Seeing Tom Stoppard’s “Arcadia” in its first revival since 1993 sent Tory Historian into a frenzy of musing about research, evidence and the obvious difficulty all historians face of how much of what we know we actually do know and how much of it we can prove.
This, one hastens to add, is only one of the themes in what is probably Stoppard’s most intellectual and, possibly, finest play. (An unreserved recommendation to anyone who might get a chance to see it: do so as soon as you can.)
As just about everyone knows the play shows events taking place in the same stately home in Derbyshire at the beginning of the nineteenth century and the end of the twentieth or, in this production, the beginning of the twenty-first, the latter centred on an investigation of what happened in the former. Because we can see what “really” happened in the earlier part we can see where the later researchers, literary historians and a scientific mathematician, may be going wrong and when they begin to see the “truth”. Assuming, of course that it is the truth, something the play leaves, if not in dark, at least in crepuscular dusk.
In the modern section there are two literary historians. One is an amateur who had written a supposedly revisionist but probably quite silly book about Lady Caroline Lamb; the other a hard-nosed, arrogant and ambitious don, who is genuinely appreciative of Byron’s poetry but knows that it is the man’s private life that will bring him the fame he craves. (Actually, Byron would have understood that craving.)
Interestingly enough, it is the professional, Bernard Nightingale, who proceeds largely on his intuition that sometimes proves to be right and sometimes wrong; Hannah Jarvis, the amateur, demands a stricter standard of proof in which she is at one with the scientist Valentine, a descendant of the family we see in the earlier segments.
As we watch the two literary historians spar we realize that, as it happens, neither of them is a particularly good researcher. They seem to have little idea of where one can find information to support their assumptions apart from the accidentally preserved letter. Does an historian of literary life in the early nineteenth century really not bother to find out who edited the various London magazines?
On the other hand, as R. G. Collingwood has pointed out, among others, one cannot research without having some idea of what one is looking for, even if the subsequent research proves that idea wrong partly or in whole.
Sometimes the idea appears as happenstance. Bernard’s feeling that Byron must have stayed in Sidley Park is vindicated by Valentine mentioning that the poet is listed as a guest who shot in the game book, a valuable document that neither Bernard nor Hannah are aware of. As it happens, even the game book can be inaccurate and this we know from our view of what “really” happened in the years 1809 – 1812 in Sidley Park.
This piece of information sends Bernard into a frenzy of speculation until he comes up with an elaborate, entirely plausible but completely wrong theory about Byron’s behaviour. This theory brings him temporary fame and promises of more until Hannah, going through the garden book of the period (another valuable source of information) finds an entry about some flowers that had been sent from Martinique by the then Lady Croom's brother. This provides definite proof that Bernard’s theory is completely wrong and explains, at least partly, what happened. (The other part we shall never know as Septimus Hodge, the tutor, has burnt Byron’s note to himself without reading it.)
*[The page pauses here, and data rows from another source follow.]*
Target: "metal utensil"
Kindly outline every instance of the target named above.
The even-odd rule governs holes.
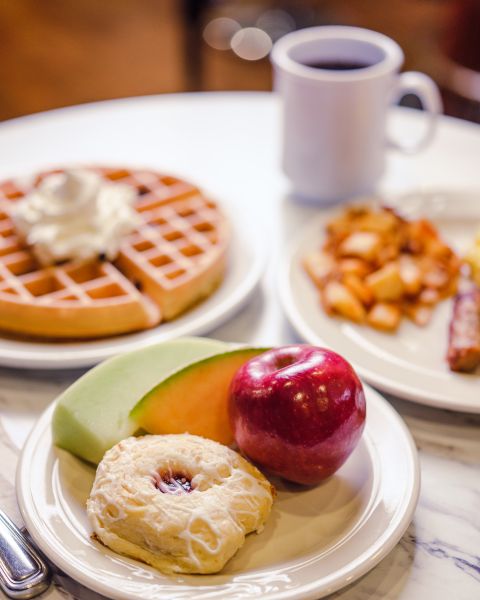
[[[33,598],[50,585],[50,571],[7,515],[0,510],[0,589],[9,598]]]

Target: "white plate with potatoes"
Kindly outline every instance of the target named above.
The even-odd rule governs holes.
[[[473,245],[480,229],[480,192],[418,192],[371,203],[372,206],[391,206],[408,221],[428,219],[441,242],[450,246],[459,257]],[[359,204],[365,206],[365,201]],[[395,296],[396,274],[392,274],[391,266],[372,275],[362,273],[358,261],[353,265],[355,269],[360,268],[353,283],[360,280],[360,297],[363,292],[372,294],[373,289],[379,294],[380,301],[370,297],[367,309],[359,306],[359,302],[351,306],[338,294],[342,288],[339,290],[335,283],[328,290],[327,300],[338,301],[345,313],[342,315],[335,306],[332,309],[326,305],[324,286],[315,284],[307,274],[306,257],[323,248],[327,225],[338,221],[345,208],[319,210],[318,217],[299,232],[283,256],[279,272],[280,296],[297,333],[308,343],[326,346],[343,355],[366,381],[383,391],[429,406],[480,413],[479,369],[473,373],[452,372],[446,360],[453,307],[448,281],[443,282],[441,293],[430,304],[429,314],[425,316],[425,294],[435,295],[432,289],[425,290],[423,286],[423,292],[410,295],[408,301],[404,301]],[[419,232],[420,238],[424,233]],[[345,258],[351,259],[353,255],[358,258],[364,253],[365,260],[369,260],[379,252],[388,254],[388,248],[385,250],[388,244],[377,243],[375,246],[368,236],[354,239],[353,245],[357,243],[353,253],[351,248],[345,249]],[[430,256],[425,258],[430,259]],[[452,267],[452,278],[455,277],[453,270]],[[429,270],[431,273],[432,269]],[[415,276],[412,285],[415,286]],[[368,288],[366,291],[365,287]],[[388,298],[388,293],[393,299]],[[424,295],[420,297],[420,293]],[[382,300],[382,294],[387,295],[386,302]],[[390,311],[392,306],[394,310]],[[412,315],[412,310],[416,314]],[[407,316],[407,313],[410,314]]]

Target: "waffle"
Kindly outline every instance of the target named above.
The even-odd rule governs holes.
[[[140,224],[114,262],[39,265],[9,215],[15,201],[59,170],[0,183],[1,330],[52,339],[137,331],[175,318],[220,283],[229,228],[198,188],[152,171],[90,170],[138,192]]]

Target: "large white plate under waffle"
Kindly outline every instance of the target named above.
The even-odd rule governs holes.
[[[389,199],[389,203],[398,203],[410,218],[430,219],[460,254],[472,244],[480,227],[480,192],[417,193]],[[366,381],[383,391],[438,408],[480,413],[480,370],[452,373],[445,360],[451,299],[436,307],[426,327],[404,319],[394,334],[323,312],[302,257],[321,246],[325,225],[338,210],[319,212],[283,257],[280,296],[296,331],[305,341],[342,354]]]
[[[263,246],[251,226],[232,228],[229,262],[221,286],[207,300],[181,317],[157,327],[112,338],[79,342],[36,342],[0,336],[0,365],[17,368],[70,369],[88,367],[110,356],[184,335],[207,333],[231,317],[258,284],[265,262]]]
[[[218,575],[171,576],[92,541],[85,512],[95,470],[52,447],[50,407],[17,471],[30,535],[68,575],[116,600],[318,599],[372,569],[399,541],[420,487],[415,445],[403,421],[366,387],[367,424],[345,465],[323,485],[278,484],[264,531]]]

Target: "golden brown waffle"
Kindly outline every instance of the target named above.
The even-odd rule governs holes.
[[[152,171],[90,170],[138,191],[141,224],[114,263],[99,257],[41,267],[9,214],[51,171],[29,183],[0,183],[0,329],[48,338],[127,333],[173,319],[220,283],[229,228],[215,203]]]

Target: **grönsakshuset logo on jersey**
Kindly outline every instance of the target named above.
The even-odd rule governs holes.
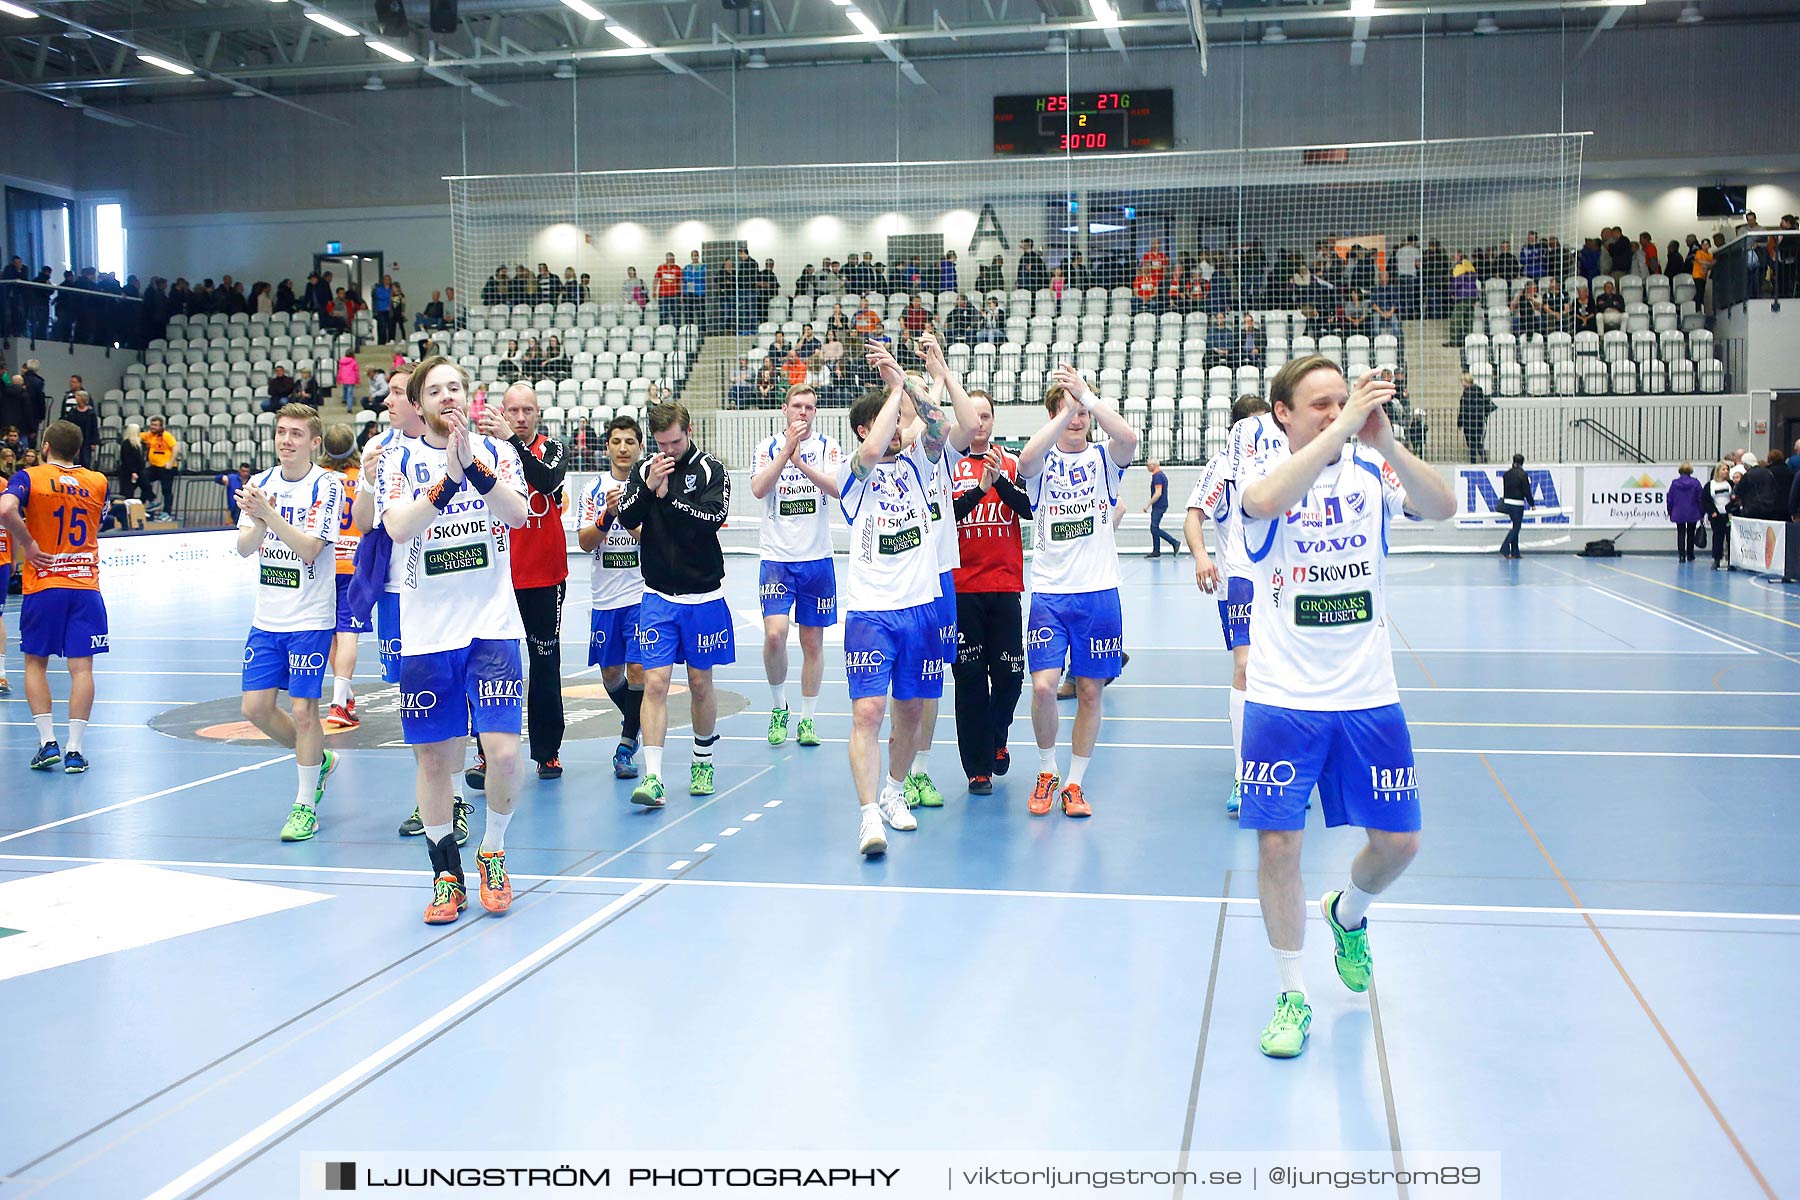
[[[1586,525],[1661,524],[1668,518],[1669,484],[1677,468],[1670,464],[1632,463],[1622,467],[1583,467],[1582,523]]]

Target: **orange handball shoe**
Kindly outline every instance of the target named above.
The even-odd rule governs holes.
[[[496,914],[511,908],[512,880],[506,876],[506,851],[480,851],[475,855],[475,869],[481,872],[481,907]]]
[[[456,876],[445,871],[437,877],[433,885],[431,903],[425,906],[425,923],[427,925],[448,925],[462,915],[462,910],[469,907],[469,893]]]
[[[1094,815],[1094,810],[1088,807],[1086,798],[1081,794],[1079,783],[1071,783],[1062,790],[1062,806],[1065,817],[1091,817]]]
[[[1056,776],[1049,771],[1038,772],[1037,786],[1031,789],[1031,800],[1025,805],[1031,815],[1041,817],[1050,811],[1050,802],[1056,798]]]

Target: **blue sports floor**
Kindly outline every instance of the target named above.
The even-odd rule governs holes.
[[[946,699],[948,803],[874,861],[841,640],[825,745],[771,749],[755,560],[730,559],[719,678],[747,707],[719,794],[640,811],[611,737],[571,741],[508,834],[512,912],[447,928],[395,834],[405,750],[347,751],[318,838],[282,845],[289,759],[148,726],[234,708],[246,594],[110,598],[85,776],[24,769],[15,600],[0,1192],[286,1196],[357,1149],[1341,1148],[1497,1152],[1533,1200],[1800,1196],[1800,588],[1657,557],[1391,569],[1424,850],[1371,916],[1367,995],[1313,910],[1312,1040],[1285,1063],[1257,1052],[1276,976],[1185,556],[1126,559],[1092,820],[1027,814],[1026,702],[1014,772],[964,794]],[[570,703],[609,712],[575,591]],[[371,712],[375,670],[365,640]],[[1313,896],[1356,844],[1314,825]]]

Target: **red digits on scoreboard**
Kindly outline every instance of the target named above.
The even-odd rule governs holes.
[[[1064,133],[1057,135],[1058,150],[1104,150],[1104,133]]]
[[[1069,98],[1067,96],[1047,96],[1045,97],[1045,100],[1047,101],[1044,105],[1045,112],[1069,111]]]

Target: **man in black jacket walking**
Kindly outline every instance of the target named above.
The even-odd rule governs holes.
[[[644,782],[631,802],[661,808],[663,738],[669,728],[669,679],[676,662],[687,664],[694,759],[688,794],[713,794],[713,732],[719,702],[712,669],[737,661],[731,609],[725,603],[725,555],[719,528],[731,508],[725,464],[694,445],[688,411],[673,402],[645,414],[656,452],[625,483],[619,523],[638,531],[644,598],[638,610],[638,643],[644,658]]]
[[[1531,498],[1531,477],[1525,473],[1525,456],[1513,455],[1512,466],[1500,480],[1500,508],[1512,520],[1512,528],[1500,543],[1501,558],[1519,557],[1519,526],[1525,523],[1525,510],[1536,508]]]

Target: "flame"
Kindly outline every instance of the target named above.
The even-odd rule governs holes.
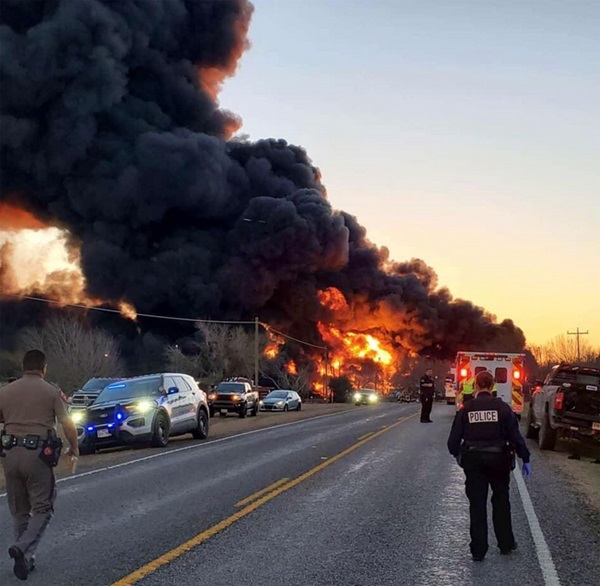
[[[298,367],[296,366],[296,363],[293,360],[290,360],[286,365],[285,365],[285,369],[290,373],[290,374],[298,374]]]
[[[80,260],[65,230],[15,206],[0,205],[0,297],[44,297],[63,306],[105,304],[87,293]],[[121,301],[118,306],[124,317],[136,319],[132,305]]]
[[[318,291],[319,301],[323,307],[331,311],[344,311],[348,309],[348,302],[344,294],[335,287],[328,287]]]
[[[273,359],[277,356],[277,354],[279,354],[279,344],[276,344],[275,342],[270,342],[267,344],[265,348],[265,356]]]

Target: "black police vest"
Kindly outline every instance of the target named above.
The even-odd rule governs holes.
[[[480,395],[464,405],[465,428],[463,439],[467,445],[503,446],[503,419],[506,404],[491,395]]]

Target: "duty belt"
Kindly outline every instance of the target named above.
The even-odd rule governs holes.
[[[465,446],[467,452],[485,452],[487,454],[504,454],[506,447],[502,446]]]
[[[29,450],[35,450],[43,443],[39,435],[11,435],[5,434],[2,436],[2,447],[4,449],[23,447]]]

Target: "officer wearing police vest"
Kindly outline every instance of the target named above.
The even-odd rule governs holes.
[[[465,471],[466,493],[471,514],[471,554],[483,561],[488,550],[487,496],[492,489],[494,532],[500,553],[510,554],[517,547],[510,515],[510,471],[514,452],[523,461],[523,476],[531,474],[529,450],[519,432],[511,408],[492,396],[494,377],[480,372],[475,377],[475,398],[456,414],[448,450]]]
[[[0,455],[15,539],[8,554],[20,580],[27,580],[35,567],[35,551],[54,512],[54,466],[62,447],[56,420],[70,444],[72,469],[79,455],[77,430],[60,389],[44,380],[46,368],[44,353],[30,350],[22,378],[0,389]]]

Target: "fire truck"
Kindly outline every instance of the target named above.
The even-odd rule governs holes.
[[[521,418],[524,403],[525,354],[505,352],[459,352],[456,355],[456,408],[462,408],[462,389],[466,380],[489,371],[495,381],[494,390]]]

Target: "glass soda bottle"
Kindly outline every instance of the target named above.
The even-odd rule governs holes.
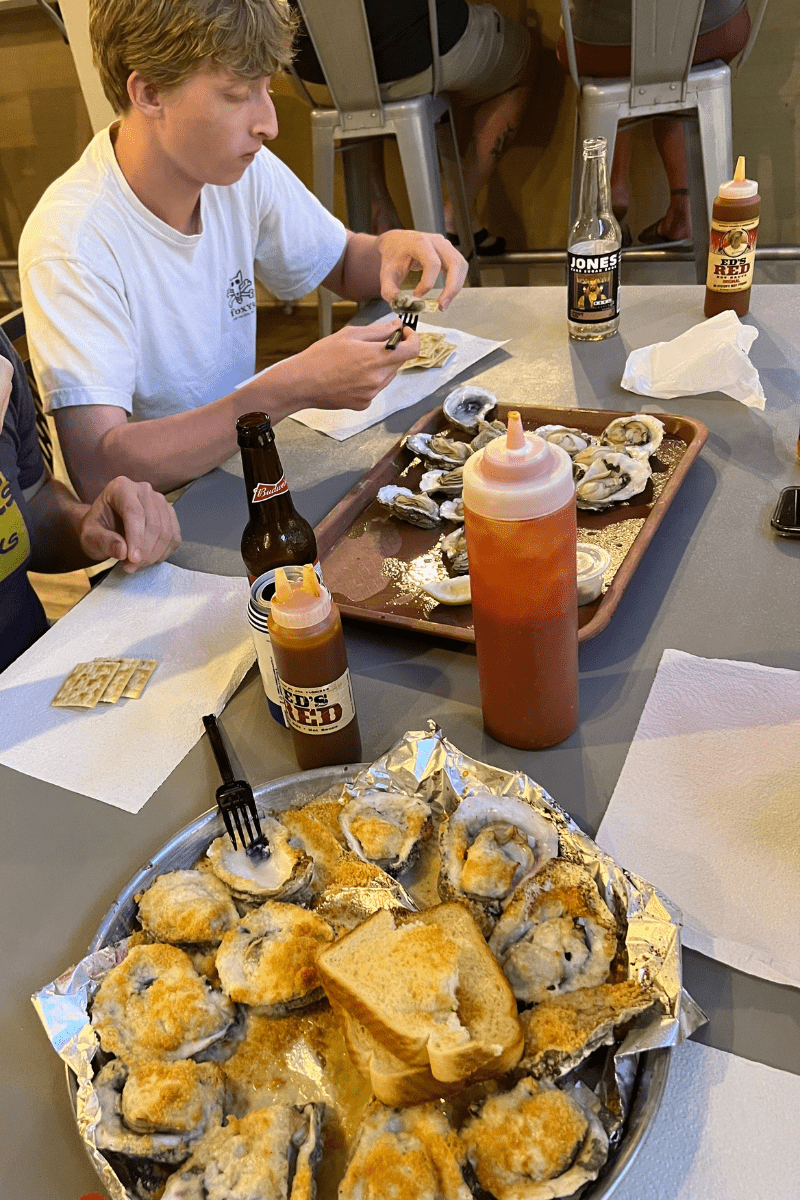
[[[245,413],[236,422],[247,488],[250,518],[242,533],[242,558],[251,584],[257,583],[257,608],[261,617],[258,662],[272,716],[285,725],[274,661],[269,646],[267,618],[275,591],[278,567],[317,563],[314,530],[294,506],[275,445],[275,434],[266,413]],[[253,603],[251,602],[251,609]]]
[[[342,621],[311,564],[302,583],[276,571],[269,634],[286,723],[303,770],[361,761]]]
[[[611,211],[606,139],[586,138],[578,219],[567,241],[569,336],[597,342],[619,329],[622,233]]]
[[[746,177],[744,158],[740,157],[733,179],[719,185],[711,212],[703,306],[707,317],[728,309],[743,317],[750,308],[760,211],[758,184]]]
[[[464,464],[464,524],[483,725],[506,746],[553,746],[578,723],[577,512],[560,446],[508,433]]]

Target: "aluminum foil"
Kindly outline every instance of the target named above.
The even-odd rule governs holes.
[[[629,977],[656,990],[662,1011],[632,1029],[615,1053],[609,1051],[596,1080],[589,1085],[579,1080],[580,1087],[591,1086],[602,1107],[612,1145],[618,1142],[636,1078],[634,1056],[640,1051],[677,1045],[706,1021],[681,982],[679,910],[651,884],[618,867],[539,784],[521,772],[503,771],[462,754],[434,721],[428,722],[425,731],[406,733],[386,754],[344,784],[344,789],[338,785],[334,793],[325,796],[337,798],[343,790],[347,799],[376,789],[416,794],[441,815],[452,812],[464,796],[476,791],[524,800],[557,829],[559,853],[594,875],[612,912],[624,912]],[[377,908],[398,905],[416,908],[406,889],[385,876],[370,886],[341,887],[336,896],[323,893],[318,908],[324,912],[330,906],[339,914],[345,910],[355,925]],[[100,982],[124,959],[127,948],[128,939],[124,939],[88,955],[32,997],[50,1042],[74,1073],[78,1129],[111,1200],[130,1200],[131,1193],[95,1145],[99,1102],[92,1076],[99,1043],[88,1009]],[[300,1047],[296,1057],[297,1069],[319,1083],[319,1064],[314,1055],[304,1055]]]

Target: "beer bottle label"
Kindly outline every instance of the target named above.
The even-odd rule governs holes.
[[[619,316],[619,250],[567,253],[567,317],[581,325]]]
[[[744,292],[753,282],[758,217],[711,222],[706,287],[712,292]]]
[[[264,500],[274,500],[276,496],[285,496],[289,491],[286,476],[281,475],[277,483],[257,483],[253,488],[253,504],[261,504]]]
[[[308,733],[312,737],[337,733],[356,715],[348,668],[332,683],[318,687],[296,687],[283,679],[280,685],[286,724],[298,733]]]
[[[319,560],[314,563],[314,570],[317,573],[317,578],[322,583],[322,567],[319,565]],[[265,571],[263,575],[257,578],[248,576],[251,584],[257,584],[257,587],[250,588],[250,603],[247,609],[247,616],[250,621],[250,626],[253,632],[253,644],[256,648],[258,656],[258,669],[261,672],[261,681],[264,684],[264,692],[270,705],[270,711],[276,720],[280,721],[278,714],[283,709],[281,700],[281,684],[278,678],[278,668],[275,666],[275,655],[272,651],[272,639],[269,636],[269,626],[267,619],[269,617],[270,601],[275,595],[275,570]],[[283,724],[286,724],[285,713]]]

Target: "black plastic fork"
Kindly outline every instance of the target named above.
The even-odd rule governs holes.
[[[225,749],[217,718],[213,713],[203,717],[203,724],[223,780],[216,792],[217,806],[222,813],[233,848],[236,849],[238,833],[242,849],[251,858],[269,858],[269,842],[261,830],[253,789],[246,780],[234,779],[231,760],[228,758],[228,751]]]
[[[399,329],[395,329],[394,333],[386,343],[387,350],[395,350],[400,345],[403,337],[404,325],[407,325],[409,329],[417,328],[417,321],[419,320],[418,312],[410,312],[406,309],[404,312],[398,313],[397,315],[400,318],[401,325]]]

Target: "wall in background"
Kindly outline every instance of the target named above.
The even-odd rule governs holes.
[[[81,3],[69,0],[70,15]],[[483,219],[505,234],[511,249],[563,246],[574,89],[555,58],[558,0],[495,3],[509,16],[538,24],[543,50],[529,118],[488,190]],[[747,156],[748,174],[759,181],[762,244],[800,243],[798,96],[800,6],[797,0],[770,0],[753,54],[733,79],[734,154]],[[276,80],[276,105],[281,134],[272,148],[310,184],[308,110],[289,80]],[[72,56],[57,29],[40,10],[0,0],[0,258],[16,257],[28,214],[90,138]],[[629,221],[635,236],[665,210],[667,184],[649,128],[636,128],[634,138]],[[386,154],[390,185],[408,219],[390,139]],[[338,197],[344,216],[341,188]]]

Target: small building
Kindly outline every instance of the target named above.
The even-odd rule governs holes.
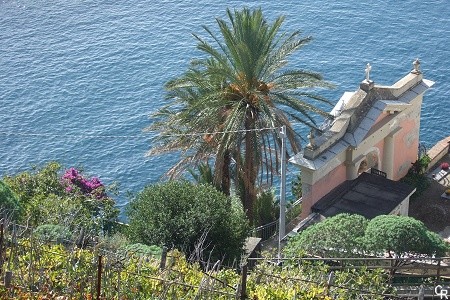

The point is that the entry Hannah finds would have had little significance if Bernard had not, some time previously, found several letters in a book that, at some point, belonged to Byron and drawn several entirely wrong inferences from them, which sent him scurrying to Sidley Park where she was researching the existence of a possible hermit in the artificial hermitage in the first half of the nineteenth century. Confused? Well, that’s research for you.
What do we know and what can we prove?